This column by ACRU Senior Legal Analyst Ken Klukowski was published March 10, 2011 on The Washington Examiner website.
Atheist activist Michael Newdow, a controversial lawyer who once received significant media attention, may have worn out his welcome at the U.S. Supreme Court this week.
Although many lawyers who argue before the Supreme Court only do so once, a select group of perhaps 20 elite lawyers repeatedly appear before the court. The court often welcomes cases offered by these top-shelf attorneys, knowing that the justices will read polished briefs and hear well-reasoned arguments, which assist the court in reaching the correct result.
Newdow’s name appears in petitions before the court so often that you might mistake him for one of these appellate powerhouses. Newdow is best known for convincing the U.S. Court of Appeals for the 9th Circuit that the Pledge of Allegiance is unconstitutional because it mentions “one nation under God.” This case became Newdow’s debut before the Supreme Court in 2004, where the court dismissed his case because he lacked standing.
Since then, Newdow has brought a series of lawsuits, trying to challenge every aspect of expressions of faith in public settings or events nationwide. If he loses in the lower courts, he appeals, until finally he petitions the Supreme Court to take the case.
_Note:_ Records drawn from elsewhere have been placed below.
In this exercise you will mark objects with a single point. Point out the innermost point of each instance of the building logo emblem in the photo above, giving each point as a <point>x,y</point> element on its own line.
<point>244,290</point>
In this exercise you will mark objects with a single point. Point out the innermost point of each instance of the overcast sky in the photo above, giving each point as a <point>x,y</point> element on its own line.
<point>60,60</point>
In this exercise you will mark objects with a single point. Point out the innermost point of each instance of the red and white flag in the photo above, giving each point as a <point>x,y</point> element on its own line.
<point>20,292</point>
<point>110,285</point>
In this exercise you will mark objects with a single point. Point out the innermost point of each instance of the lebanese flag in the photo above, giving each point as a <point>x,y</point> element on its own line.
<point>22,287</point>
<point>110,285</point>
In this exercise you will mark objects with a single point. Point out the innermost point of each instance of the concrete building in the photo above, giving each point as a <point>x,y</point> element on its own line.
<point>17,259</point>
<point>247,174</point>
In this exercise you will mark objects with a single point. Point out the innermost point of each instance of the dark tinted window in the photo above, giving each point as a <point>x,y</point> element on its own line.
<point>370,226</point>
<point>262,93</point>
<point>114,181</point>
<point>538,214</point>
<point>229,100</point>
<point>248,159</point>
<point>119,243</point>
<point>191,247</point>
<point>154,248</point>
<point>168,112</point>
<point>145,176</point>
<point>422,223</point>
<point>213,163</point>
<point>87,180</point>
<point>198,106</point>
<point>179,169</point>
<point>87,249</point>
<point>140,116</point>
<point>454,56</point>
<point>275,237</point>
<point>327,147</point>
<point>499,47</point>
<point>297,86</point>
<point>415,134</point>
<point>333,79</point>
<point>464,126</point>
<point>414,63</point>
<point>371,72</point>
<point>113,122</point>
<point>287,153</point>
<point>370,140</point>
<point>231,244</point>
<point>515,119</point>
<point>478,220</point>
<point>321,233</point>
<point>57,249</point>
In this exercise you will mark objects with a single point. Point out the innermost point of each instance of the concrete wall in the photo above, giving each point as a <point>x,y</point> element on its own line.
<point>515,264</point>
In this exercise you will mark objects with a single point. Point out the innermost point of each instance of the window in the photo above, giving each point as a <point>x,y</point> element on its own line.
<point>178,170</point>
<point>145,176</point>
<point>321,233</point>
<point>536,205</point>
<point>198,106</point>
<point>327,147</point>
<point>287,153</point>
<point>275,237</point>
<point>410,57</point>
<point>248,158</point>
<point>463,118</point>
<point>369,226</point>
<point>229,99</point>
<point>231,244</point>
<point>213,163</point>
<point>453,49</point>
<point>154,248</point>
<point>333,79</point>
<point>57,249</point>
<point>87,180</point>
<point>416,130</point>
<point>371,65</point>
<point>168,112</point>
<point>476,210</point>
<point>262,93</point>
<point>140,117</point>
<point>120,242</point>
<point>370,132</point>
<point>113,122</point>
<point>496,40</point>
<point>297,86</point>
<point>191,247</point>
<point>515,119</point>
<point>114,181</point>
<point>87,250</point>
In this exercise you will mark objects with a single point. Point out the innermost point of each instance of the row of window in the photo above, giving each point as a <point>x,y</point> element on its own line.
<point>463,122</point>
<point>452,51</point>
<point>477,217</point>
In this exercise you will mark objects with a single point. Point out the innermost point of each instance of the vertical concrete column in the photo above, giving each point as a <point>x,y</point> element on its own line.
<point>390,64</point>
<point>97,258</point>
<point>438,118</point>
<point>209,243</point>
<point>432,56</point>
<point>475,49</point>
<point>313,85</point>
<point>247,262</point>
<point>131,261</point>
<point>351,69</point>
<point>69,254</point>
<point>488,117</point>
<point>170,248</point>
This week, the court rejected Newdow’s latest gambit in his crusade to completely secularize society. It arose from the 9th Circuit’s decision in Newdow’s recent case arguing that it violates the Establishment Clause to print our national motto “In God We Trust” on U.S. currency.
This case, Newdow v. Lefevre, was argued before the 9th Circuit back in 2007, and was decided in March 2010 after an extraordinarily long wait. The appellate court noted that Newdow has now formed his own “church,” the First Amendmist Church of the True Science (“FACTS” for short). He argues that it violates the teaching of his “church” to use money bearing the national motto.
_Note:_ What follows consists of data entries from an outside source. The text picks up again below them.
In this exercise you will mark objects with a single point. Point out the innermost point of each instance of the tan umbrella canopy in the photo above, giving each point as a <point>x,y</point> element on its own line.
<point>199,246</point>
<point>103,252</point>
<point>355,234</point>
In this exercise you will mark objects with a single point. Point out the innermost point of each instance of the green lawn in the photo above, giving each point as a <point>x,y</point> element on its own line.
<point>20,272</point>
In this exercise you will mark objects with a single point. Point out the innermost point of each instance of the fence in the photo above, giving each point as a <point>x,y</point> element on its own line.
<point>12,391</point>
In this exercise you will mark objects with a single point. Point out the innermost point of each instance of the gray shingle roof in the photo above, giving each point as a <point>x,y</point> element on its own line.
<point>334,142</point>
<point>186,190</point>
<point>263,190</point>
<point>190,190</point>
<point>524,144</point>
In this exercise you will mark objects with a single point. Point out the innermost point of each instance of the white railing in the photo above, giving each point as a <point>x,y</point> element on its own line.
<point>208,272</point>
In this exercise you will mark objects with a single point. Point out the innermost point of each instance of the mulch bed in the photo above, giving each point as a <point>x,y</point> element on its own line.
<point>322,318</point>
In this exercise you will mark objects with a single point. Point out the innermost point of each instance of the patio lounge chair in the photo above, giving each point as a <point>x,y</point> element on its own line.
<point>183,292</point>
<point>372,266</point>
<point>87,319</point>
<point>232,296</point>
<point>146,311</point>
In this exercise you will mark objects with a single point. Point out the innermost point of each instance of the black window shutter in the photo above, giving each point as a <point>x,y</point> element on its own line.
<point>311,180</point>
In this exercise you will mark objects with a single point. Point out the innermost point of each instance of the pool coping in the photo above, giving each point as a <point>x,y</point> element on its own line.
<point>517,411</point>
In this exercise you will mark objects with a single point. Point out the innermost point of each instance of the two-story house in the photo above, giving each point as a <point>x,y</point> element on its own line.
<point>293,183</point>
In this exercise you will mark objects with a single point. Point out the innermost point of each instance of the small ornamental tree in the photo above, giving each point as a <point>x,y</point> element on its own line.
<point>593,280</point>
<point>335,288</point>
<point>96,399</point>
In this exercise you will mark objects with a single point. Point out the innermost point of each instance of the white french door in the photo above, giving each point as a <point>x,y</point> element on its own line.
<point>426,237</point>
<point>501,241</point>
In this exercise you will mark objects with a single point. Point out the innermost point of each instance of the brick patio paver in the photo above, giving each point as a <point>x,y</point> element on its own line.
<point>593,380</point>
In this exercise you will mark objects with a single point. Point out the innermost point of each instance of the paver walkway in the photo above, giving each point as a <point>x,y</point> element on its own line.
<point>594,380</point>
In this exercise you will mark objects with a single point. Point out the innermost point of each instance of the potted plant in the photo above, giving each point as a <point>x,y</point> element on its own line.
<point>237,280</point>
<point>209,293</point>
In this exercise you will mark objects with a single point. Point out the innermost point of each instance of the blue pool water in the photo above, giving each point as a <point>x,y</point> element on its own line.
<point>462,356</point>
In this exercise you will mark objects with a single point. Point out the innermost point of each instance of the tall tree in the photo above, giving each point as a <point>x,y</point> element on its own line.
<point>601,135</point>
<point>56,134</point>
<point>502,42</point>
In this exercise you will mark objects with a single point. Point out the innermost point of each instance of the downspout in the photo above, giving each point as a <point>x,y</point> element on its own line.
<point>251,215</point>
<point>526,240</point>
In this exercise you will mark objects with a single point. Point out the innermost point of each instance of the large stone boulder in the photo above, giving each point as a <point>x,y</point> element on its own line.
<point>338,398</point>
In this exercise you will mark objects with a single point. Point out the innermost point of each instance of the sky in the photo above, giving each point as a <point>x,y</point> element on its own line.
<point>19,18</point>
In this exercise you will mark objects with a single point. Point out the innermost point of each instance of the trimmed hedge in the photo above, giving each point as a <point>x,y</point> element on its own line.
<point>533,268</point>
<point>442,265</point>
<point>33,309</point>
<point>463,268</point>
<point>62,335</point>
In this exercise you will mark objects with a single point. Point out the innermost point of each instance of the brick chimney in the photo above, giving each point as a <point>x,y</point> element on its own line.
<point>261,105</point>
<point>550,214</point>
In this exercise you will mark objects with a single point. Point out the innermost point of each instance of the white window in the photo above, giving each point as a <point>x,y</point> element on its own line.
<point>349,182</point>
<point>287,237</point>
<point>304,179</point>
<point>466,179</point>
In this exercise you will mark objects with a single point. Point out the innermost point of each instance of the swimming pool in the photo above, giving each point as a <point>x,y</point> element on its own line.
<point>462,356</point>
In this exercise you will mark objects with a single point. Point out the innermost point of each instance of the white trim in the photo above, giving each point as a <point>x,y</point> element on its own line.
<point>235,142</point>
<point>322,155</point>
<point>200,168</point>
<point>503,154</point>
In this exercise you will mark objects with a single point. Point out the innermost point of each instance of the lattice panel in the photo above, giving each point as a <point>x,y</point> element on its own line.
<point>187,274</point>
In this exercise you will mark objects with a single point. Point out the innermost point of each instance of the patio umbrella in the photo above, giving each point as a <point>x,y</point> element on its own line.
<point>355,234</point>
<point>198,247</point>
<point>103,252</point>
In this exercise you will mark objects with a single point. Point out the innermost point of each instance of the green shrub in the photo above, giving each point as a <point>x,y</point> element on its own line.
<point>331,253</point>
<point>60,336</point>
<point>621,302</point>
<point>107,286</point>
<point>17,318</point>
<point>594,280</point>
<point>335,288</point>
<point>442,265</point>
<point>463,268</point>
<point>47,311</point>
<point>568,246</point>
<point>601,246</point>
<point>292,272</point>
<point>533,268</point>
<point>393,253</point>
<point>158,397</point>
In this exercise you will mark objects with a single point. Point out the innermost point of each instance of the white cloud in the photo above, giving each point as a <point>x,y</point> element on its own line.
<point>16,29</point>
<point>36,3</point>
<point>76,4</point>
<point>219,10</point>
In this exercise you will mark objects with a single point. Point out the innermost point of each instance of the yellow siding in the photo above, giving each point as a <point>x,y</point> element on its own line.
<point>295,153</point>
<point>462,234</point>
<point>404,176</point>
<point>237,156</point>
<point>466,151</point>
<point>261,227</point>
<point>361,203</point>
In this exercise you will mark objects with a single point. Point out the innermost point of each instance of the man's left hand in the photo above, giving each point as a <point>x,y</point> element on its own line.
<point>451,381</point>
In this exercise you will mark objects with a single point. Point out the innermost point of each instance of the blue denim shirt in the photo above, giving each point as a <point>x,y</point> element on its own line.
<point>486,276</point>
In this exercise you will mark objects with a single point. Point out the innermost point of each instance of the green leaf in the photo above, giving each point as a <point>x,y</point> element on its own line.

This proved too much even for the most liberal appeals court in America. The 9th Circuit had upheld the constitutionality of the national motto in 1970, where the court held, “It is quite obvious that the national motto … has nothing whatsoever to do with the establishment of religion. Its use is of a patriotic or ceremonial character and bears no true resemblance to a governmental sponsorship of a religious exercise.” Reasoning that the 1970 case had not been overruled during the intervening 40 years, the court dismissed Newdow’s case.
Newdow petitioned the Supreme Court to take the Lefevre case, and on March 7 the court rejected his request. For the time being, “In God We Trust” on our money is safe from the courts (though perhaps not from the other two branches of our government).
But this is not the last the court will hear from Newdow. For example, he filed a lawsuit shortly after the 2008 election seeking an order forbidding Chief Justice John Roberts from concluding Barack Obama’s presidential oath with, “so help me God.” The D.C. Circuit federal appeals court dismissed this case for lack of standing in 2010.
Once again, Newdow has petitioned the Supreme Court. And also this week, on March 9 the court extended the deadline another month for the Justice Department to oppose Newdow’s petition.
So the justices have dealt with Newdow twice in just one week. In a couple months, they’ll decide again in that next case, Newdow v. Roberts, whether to invite the unrelenting lawyer from California back into the courtroom.
He should hope they refuse him. Otherwise, some of the first words he’ll have to hear would be the court marshal’s proclamation: “God save the United States and this honorable court.”